I found one or two minor matters irritating. The author consistently refers to Caledoni as the inhabitants of Caledonia, whereas ancient authors very clearly named them Caledones or Kalêdonioi, which would be Latinized as “Caledonii”. References are universally omitted, which makes fact-checking rather difficult. In the “Timeline”, we read that “An anonymous Roman text refers to both the Caledoni and the Picts, AD 310”; this must refer to the Panegyric of the Emperor Constantine (Pan. Lat. Vet.
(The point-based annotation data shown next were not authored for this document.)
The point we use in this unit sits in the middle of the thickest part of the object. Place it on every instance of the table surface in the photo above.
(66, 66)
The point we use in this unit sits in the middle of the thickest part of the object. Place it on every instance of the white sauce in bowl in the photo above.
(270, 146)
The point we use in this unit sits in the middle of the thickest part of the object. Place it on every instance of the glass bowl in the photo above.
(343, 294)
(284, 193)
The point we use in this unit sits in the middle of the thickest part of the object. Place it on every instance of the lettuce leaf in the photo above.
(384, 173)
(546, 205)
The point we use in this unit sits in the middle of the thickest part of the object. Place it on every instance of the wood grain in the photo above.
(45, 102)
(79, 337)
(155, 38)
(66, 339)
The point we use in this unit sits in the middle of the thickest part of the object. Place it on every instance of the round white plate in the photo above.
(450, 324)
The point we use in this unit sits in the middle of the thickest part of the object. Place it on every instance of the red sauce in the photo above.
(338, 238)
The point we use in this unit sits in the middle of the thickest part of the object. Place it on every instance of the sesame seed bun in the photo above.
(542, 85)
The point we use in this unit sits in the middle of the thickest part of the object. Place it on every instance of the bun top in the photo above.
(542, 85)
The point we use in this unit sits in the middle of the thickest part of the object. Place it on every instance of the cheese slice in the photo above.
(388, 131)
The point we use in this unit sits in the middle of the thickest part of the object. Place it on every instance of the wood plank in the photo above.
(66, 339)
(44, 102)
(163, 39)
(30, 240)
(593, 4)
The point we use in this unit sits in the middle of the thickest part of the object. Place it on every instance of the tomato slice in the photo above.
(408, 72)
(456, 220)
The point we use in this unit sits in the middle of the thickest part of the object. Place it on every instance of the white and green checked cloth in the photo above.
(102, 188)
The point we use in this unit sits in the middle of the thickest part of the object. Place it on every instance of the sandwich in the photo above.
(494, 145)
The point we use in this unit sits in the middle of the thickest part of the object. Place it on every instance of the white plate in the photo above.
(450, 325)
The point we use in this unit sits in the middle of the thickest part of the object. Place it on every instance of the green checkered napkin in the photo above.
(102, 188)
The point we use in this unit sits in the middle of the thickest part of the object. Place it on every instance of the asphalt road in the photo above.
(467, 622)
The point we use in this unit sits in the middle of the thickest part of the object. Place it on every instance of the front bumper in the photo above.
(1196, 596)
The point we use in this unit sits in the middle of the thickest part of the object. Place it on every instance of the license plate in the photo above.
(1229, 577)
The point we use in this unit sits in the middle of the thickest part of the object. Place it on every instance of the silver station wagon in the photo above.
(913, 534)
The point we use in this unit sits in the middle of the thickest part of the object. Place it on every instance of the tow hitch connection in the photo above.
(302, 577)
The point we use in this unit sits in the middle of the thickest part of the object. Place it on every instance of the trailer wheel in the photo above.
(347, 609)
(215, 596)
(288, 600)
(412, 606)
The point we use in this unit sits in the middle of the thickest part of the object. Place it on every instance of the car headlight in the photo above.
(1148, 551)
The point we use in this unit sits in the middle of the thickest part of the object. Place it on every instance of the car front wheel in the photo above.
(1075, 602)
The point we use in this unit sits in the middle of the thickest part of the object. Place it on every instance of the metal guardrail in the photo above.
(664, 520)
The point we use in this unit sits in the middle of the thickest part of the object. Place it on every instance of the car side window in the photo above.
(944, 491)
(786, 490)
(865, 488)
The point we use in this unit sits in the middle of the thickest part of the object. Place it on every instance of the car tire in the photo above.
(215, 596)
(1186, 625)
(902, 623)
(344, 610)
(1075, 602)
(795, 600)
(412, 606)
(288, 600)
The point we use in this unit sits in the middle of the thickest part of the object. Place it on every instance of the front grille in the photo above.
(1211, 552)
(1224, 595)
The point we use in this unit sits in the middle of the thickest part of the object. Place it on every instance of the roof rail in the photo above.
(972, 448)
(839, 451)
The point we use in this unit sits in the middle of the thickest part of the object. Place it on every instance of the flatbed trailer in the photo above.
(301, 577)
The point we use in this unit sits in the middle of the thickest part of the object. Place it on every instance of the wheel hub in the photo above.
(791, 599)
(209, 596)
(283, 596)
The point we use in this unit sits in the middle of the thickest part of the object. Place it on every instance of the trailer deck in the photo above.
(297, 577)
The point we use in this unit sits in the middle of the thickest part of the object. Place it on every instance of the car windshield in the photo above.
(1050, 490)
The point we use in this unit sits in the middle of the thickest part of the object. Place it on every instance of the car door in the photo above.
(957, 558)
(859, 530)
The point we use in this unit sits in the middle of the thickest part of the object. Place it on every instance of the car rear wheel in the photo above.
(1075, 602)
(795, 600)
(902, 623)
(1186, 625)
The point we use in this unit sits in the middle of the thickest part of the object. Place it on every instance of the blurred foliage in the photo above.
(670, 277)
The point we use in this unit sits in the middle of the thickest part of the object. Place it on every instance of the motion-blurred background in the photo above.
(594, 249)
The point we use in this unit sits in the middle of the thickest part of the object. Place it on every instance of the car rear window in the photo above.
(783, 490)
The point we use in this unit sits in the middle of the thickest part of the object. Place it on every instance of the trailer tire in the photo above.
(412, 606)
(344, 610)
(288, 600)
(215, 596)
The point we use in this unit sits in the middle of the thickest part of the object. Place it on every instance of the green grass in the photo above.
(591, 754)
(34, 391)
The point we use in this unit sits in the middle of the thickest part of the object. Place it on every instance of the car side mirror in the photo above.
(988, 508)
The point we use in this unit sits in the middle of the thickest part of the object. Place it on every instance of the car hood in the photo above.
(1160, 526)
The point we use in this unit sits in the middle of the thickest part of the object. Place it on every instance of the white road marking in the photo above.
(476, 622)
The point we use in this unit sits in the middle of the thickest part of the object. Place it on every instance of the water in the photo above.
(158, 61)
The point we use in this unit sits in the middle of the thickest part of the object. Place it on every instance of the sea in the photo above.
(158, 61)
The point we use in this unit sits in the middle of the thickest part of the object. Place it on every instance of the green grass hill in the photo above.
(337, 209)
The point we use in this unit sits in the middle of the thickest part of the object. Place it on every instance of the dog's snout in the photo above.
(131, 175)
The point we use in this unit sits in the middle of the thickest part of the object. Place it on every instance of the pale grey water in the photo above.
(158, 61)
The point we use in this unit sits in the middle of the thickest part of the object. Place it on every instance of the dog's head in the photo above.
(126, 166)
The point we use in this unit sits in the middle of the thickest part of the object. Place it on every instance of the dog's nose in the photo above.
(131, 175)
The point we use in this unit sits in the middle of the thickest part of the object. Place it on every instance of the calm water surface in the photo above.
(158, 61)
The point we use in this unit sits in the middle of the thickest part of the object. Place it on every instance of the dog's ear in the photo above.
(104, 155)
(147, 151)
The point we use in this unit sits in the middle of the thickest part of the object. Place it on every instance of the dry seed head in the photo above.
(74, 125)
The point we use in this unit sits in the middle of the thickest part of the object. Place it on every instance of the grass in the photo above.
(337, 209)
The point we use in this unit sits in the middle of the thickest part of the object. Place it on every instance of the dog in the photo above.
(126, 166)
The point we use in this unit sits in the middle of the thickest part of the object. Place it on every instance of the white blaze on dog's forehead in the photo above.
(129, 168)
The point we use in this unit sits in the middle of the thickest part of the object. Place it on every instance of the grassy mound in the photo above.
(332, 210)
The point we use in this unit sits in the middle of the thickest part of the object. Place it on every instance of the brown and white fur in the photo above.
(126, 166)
VI, 7.2), in which the writer recounts the achievements of the emperor’s father, Constantius Chlorus, vowing that “I shall not speak of the forests and swamps of the Caledones and the other Picts”, implying that, by this date, the Caledones were Picts. Other inaccuracies include the fact that the Chester lead pipe naming Agricola (RIB 2434.1) does not read “This lead pipe was made when Vespasian and Titus were Consuls for the ninth and seventh times respectively, and when Gnaeus Julius Agricola was governor of Britain”, but simply states the consular date and the fact that this was when Agricola was governor. And it is incorrect to say, of the well-known Verulamium inscription (RIB 3123), that “having analysed the use of certain words, epigraphy experts have dated the inscription to around AD 79”; in fact, it is so extremely fragmentary that, owing to gaps in Vespasian’s imperial titulature, it may refer either to AD 79 or to AD 81. Strangely, the emperor Antoninus Pius is consistently referred to as “Fulvius Aelius Hadrianus Antoninus”, which is an eccentric amalgam of his original name (Titus Aurelius Fulvus Boionius Arrius Antoninus) prior to adoption by Hadrian, with the one he held as emperor (Titus Aelius Hadrianus Antoninus Pius). Elsewhere, the via principalis is not “the street that leads from the porta praetoria to the principia”; strictly speaking, the titulus is not “a small bank of earth placed in front of the entrance to a camp”, but a ditch dug in this same position; and claviculae is not a singular noun (as on pp. 104-5). Finally, it is unusual to find Waterfield’s Oxford World’s Classics translation of Polybius listed as one of the two “key classical texts [that] inform archaeologists about Roman activity in Scotland” (the other is Rives’ revision of Mattingly’s Penguin translation of the Agricola).